Nicholas Antonio Mapa, ING Bank Manila senior economist, said in a statement yesterday the narrowing trade deficit may be another reason why the peso has managed to outpace regional peers, now under pressure on coronavirus disease 2019 (COVID-19) concerns.

“In the coming months however, we can expect a downtrend for both exports and imports as global trade will likely pullback on supply chain disruptions linked to the virus outbreak,” Mapa said.

Total export sales in January was $5.79 billion, an increase of 9.7 percent from the $5.28 billion total export sales a year ago.

Mapa said while the exports growth in January was driven largely by the electronics sector, a drop in demand for these electronic components may be expected in the coming months as the global supply chain remains impaired by work stoppages and depressed demand due to the COVID-19.

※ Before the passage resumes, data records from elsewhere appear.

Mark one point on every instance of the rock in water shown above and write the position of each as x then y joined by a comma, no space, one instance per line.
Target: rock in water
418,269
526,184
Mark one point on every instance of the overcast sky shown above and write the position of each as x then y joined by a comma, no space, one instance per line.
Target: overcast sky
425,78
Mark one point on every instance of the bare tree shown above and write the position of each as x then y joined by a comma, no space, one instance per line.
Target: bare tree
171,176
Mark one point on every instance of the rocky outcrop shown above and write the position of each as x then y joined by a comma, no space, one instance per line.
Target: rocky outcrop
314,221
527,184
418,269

“A projected slowdown or contraction in electronics exports will likely drag on the entire export sector in 2020,” Mapa said.

Meanwhile, total imported goods in January also grew, after nine months of consecutive contraction, but by a mere one percent, from $9.2 billion in January last year to $9.29 billion in the same month for 2020.

Mapa said imports posted growth as fuel imports surged 20.2 percent and capital imports inched up 1.7 percent.

Inbound shipments from China jumped 16.4 percent in January, but Mapa said this pace of growth may not be sustained in the near term given logistical concerns and manufacturing shutdown due to the COVID-19 outbreak.

“Imports from China, despite posting a decent rebound in January will likely reverse to contraction with the bulk of these imports being raw materials for construction or re-export. This development may be crucial for the government and its ambitious infrastructure plans as iron and steel are sourced from China which could lead to delays in the government’s construction efforts. Philippine exports may also revert to contraction in the coming months as raw materials used in the re-export of these products fail to arrive and resulting in overall weakness in overall exports,” Mapa said.

“Meanwhile, the substantial drop in crude oil prices due to production increases from major oil players will likely lead to a smaller energy import bill while raw materials, which posted a 3.7 percent drop in January, will likely remain subdued as imports from China slow down,” he added.